What happens if one JV member withdraws after the bid is awarded?

If a JV member withdraws after contract award, the remaining members remain jointly and severally liable for full contract performance unless the procuring institution agrees to a novation or variation. The withdrawal must be disclosed to the procuring institution immediately. In construction contracts, the CIDB may need to approve any changes to the JV composition. Withdrawal without consent can be treated as a breach of contract.

Can an individual JV member submit their own separate bid for the same tender?

This depends on the bid conditions. Some organs of state explicitly prohibit a company from participating in more than one bid for the same tender, either individually or as part of a JV. Where such a prohibition applies, submitting both a solo and JV bid can result in disqualification of both bids. Always read the bid conditions carefully before forming a JV.

What must the JV agreement contain to satisfy National Treasury requirements?

The JV agreement must include the full legal names and registration numbers of all parties, the percentage participation of each party, the identity of the lead partner, the allocation of responsibilities and deliverables, the arrangement for sharing proceeds, the process for making decisions, the duration of the JV, and each party's obligations regarding tax compliance and B-BBEE certification. National Treasury's template JV agreement provides a useful starting point.

Are SMMEs encouraged to form joint ventures?

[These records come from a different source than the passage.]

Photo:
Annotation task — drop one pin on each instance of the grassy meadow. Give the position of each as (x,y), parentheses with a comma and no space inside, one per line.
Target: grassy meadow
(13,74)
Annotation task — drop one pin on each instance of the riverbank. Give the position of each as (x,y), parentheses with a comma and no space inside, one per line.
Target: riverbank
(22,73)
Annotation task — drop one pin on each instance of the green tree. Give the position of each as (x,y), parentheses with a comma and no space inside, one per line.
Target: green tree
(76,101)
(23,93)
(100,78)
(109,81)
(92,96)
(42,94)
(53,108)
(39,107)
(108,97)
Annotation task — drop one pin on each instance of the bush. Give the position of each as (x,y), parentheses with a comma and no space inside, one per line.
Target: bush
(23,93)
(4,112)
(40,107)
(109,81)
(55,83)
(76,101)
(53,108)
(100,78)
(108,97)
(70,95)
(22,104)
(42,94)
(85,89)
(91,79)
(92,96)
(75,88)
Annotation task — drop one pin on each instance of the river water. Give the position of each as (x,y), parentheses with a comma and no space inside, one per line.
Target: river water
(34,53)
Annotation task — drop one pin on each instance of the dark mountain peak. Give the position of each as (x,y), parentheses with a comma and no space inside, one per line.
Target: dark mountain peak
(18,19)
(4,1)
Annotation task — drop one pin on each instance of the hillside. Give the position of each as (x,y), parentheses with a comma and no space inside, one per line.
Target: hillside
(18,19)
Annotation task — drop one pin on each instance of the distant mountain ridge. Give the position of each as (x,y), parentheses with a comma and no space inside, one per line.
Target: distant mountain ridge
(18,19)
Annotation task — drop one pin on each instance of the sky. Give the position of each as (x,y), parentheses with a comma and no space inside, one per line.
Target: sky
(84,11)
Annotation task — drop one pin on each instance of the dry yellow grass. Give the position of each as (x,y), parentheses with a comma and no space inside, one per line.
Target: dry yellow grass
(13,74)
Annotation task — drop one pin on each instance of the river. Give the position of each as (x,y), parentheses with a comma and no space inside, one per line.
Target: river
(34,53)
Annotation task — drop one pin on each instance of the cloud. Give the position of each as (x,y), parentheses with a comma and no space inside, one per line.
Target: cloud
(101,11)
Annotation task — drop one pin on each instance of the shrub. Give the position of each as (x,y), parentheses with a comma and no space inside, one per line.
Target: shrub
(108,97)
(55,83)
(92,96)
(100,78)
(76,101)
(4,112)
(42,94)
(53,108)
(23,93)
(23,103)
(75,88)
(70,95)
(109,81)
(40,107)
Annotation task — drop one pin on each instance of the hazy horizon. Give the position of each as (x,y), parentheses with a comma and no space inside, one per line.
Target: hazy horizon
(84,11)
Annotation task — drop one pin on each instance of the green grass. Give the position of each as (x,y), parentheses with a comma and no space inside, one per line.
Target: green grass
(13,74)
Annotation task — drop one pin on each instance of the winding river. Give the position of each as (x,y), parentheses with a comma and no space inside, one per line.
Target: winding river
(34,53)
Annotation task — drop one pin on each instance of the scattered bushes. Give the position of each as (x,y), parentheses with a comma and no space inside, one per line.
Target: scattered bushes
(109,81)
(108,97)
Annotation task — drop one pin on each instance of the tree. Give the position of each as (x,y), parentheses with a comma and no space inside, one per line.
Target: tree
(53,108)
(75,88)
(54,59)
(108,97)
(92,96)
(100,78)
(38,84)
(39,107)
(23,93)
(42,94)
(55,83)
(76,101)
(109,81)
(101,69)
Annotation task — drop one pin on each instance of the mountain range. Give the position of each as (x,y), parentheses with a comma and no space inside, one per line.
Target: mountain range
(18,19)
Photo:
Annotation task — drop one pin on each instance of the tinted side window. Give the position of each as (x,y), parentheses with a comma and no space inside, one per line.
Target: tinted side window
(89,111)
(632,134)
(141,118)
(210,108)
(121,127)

Yes. The preferential procurement policy specifically encourages SMMEs to form joint ventures to build capacity and compete for larger contracts. CIDB's Contractor Development Programmes also facilitate JV arrangements between emerging contractors and established firms. The PPPFA sub-contracting provisions (Regulation 13) may even compel winning bidders to sub-contract portions to designated groups, which can be structured through a JV or sub-contracting arrangement.